On 5 August, a US Federal judge ruled Google acted illegally to maintain a monopoly in search.
The anti-trust lawsuit challenged the company’s commercial agreements with search distribution partners Apple, Android OEMs, and other web browsers to be pre-installed as the default search engine.
Around half of all general search queries in the US flow through a search access point covered by one of the challenged contracts, including 28% covered by the Google-Apple Internet Services Agreement and another 19% through Android OEMs and carriers.

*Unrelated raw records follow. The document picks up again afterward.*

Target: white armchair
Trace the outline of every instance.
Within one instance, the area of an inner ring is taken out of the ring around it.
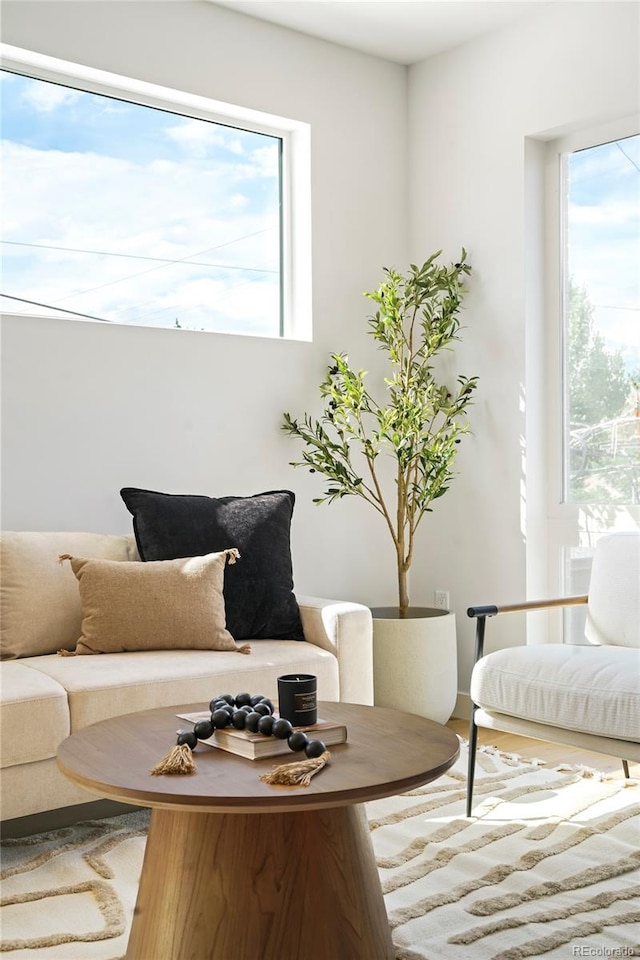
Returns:
[[[531,644],[484,656],[487,617],[587,604],[586,643]],[[471,675],[467,816],[478,727],[640,761],[640,533],[597,544],[589,593],[508,606],[470,607],[477,620]]]

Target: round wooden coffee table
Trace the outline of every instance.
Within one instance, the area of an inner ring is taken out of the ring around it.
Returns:
[[[363,804],[443,774],[455,734],[396,710],[321,703],[348,741],[308,787],[258,779],[297,755],[246,760],[206,746],[197,773],[151,776],[185,725],[176,714],[203,709],[104,720],[58,750],[75,783],[152,807],[126,960],[393,960]]]

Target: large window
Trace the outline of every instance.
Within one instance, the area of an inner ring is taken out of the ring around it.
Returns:
[[[295,335],[291,130],[26,72],[0,74],[5,311]]]
[[[563,155],[564,496],[640,504],[640,136]]]
[[[548,145],[548,589],[586,593],[598,538],[640,525],[640,136]],[[584,608],[564,638],[584,642]]]

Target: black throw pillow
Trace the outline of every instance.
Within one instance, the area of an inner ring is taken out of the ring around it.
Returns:
[[[177,560],[237,547],[224,573],[227,629],[235,640],[303,640],[293,593],[291,517],[295,496],[204,497],[123,487],[142,560]]]

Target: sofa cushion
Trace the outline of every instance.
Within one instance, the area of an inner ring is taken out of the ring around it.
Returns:
[[[25,663],[8,661],[0,667],[0,690],[2,767],[55,757],[70,732],[62,684]]]
[[[629,647],[498,650],[475,665],[470,693],[484,710],[640,743],[640,651]]]
[[[40,656],[73,650],[82,611],[78,584],[61,553],[135,560],[132,536],[98,533],[5,532],[0,539],[0,657]]]
[[[340,697],[336,657],[311,643],[286,640],[255,644],[250,657],[231,651],[158,650],[100,658],[36,657],[31,663],[34,670],[66,687],[72,732],[98,720],[152,707],[206,706],[221,693],[235,696],[248,690],[275,698],[280,674],[296,671],[317,676],[319,699]],[[173,733],[174,729],[167,731],[168,746]],[[133,728],[131,735],[135,736]]]
[[[237,547],[242,563],[225,571],[227,628],[236,640],[303,637],[293,593],[291,518],[295,497],[272,490],[251,497],[204,497],[124,487],[143,560],[174,560]]]
[[[63,554],[80,586],[82,634],[75,652],[238,650],[225,626],[222,595],[225,564],[237,556],[231,549],[138,563]]]

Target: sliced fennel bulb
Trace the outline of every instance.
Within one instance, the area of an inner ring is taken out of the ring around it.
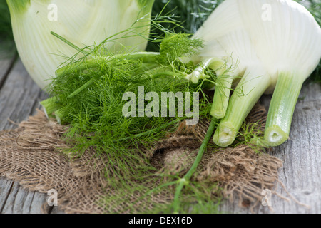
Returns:
[[[54,31],[80,48],[100,43],[106,38],[133,27],[148,36],[154,0],[7,0],[16,46],[27,71],[45,88],[55,71],[77,51],[51,34]],[[134,33],[128,33],[128,36]],[[119,35],[121,37],[123,35]],[[115,38],[116,37],[114,37]],[[140,36],[106,43],[117,51],[123,46],[143,50]]]
[[[276,146],[286,141],[302,85],[321,58],[321,30],[313,16],[292,0],[226,0],[195,36],[205,47],[194,61],[214,59],[208,66],[215,71],[220,61],[228,67],[231,58],[238,60],[227,77],[217,71],[224,82],[215,92],[212,115],[222,120],[214,142],[232,144],[255,103],[273,90],[265,142]],[[242,78],[230,99],[236,76]]]

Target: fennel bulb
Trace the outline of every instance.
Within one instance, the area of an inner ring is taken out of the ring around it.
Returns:
[[[292,0],[226,0],[195,36],[205,47],[193,60],[206,63],[218,82],[223,79],[211,112],[222,118],[214,142],[232,144],[260,97],[274,89],[265,142],[276,146],[286,141],[302,85],[321,58],[321,30],[310,12]],[[230,99],[237,76],[242,78]]]
[[[51,34],[68,39],[80,48],[113,37],[106,48],[117,51],[123,46],[146,48],[154,0],[7,0],[16,46],[34,81],[45,88],[67,56],[78,52]],[[133,26],[133,24],[134,24]],[[121,36],[132,36],[117,39]]]

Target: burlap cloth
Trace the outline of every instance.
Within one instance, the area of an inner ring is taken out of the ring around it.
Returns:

There will be a further trial focused on determining the appropriate remedy – there are hearings in early September to go through the remedy trial process. The trial will determine what Google needs to change and whether punitive fines, if any, will be imposed. It is unclear at this point if potential remedies will aim to simply restore competition or include punitive actions seeking to claw back some of Google’s competitive advantage gained over the years,
The remedy trial is expected to start in H1 2025, with the judge’s final opinion on the remedy to be issued in H2 2025, in absence of a settlement or an appeal. The company is expected to appeal in a process that is expected to take 12-18 months. Overall, unless a settlement is agreed beforehand, any potential resolution or remedy is unlikely to be agreed before the end of 2025.
As a result, while there are limited near-term financial implications, the prospect of a change in the rules for mobile distribution may increase competition in the search market.
One potential scenario is Apple building its own search function. However, this would be a costly, capital-intensive initiative (c. $10bn upfront and $4bn-$6bn p.a.). Apple might also partner more deeply with Microsoft’s Bing and OpenAI. However, in the trial Google highlighted that Microsoft would have to pay Apple 122% of Bing’s revenue simply to match Google’s current payment to Apple.
This points to a remedy that wouldn’t harm consumers by forcing Apple’s hand to enter the search space. An alternative is that Apple could move to a non-exclusive consumer choice model, where Google could potentially maintain the bulk of its search market share while paying out less in revenue share (also known as traffic acquisition cost).
Android OEMs are expected to move to a consumer choice model, a change that has already happened in Europe.
Other potential remedies include a break-up of the company or the forced divestment of the Android operating system, Chrome browser, or Google Ads digital advertising platform. For now, however, there is little visibility over the timing or nature of any resolution, or the long-term financial implications.
However, in the meantime, Alphabet shares trade on a valuation (17x ex-cash) below most of the other tech majors and at a level we believe is very attractive for a company exposed to several areas of long-term secular growth. In addition, the company is returning capital to shareholders via a share buyback programme and a cash dividend.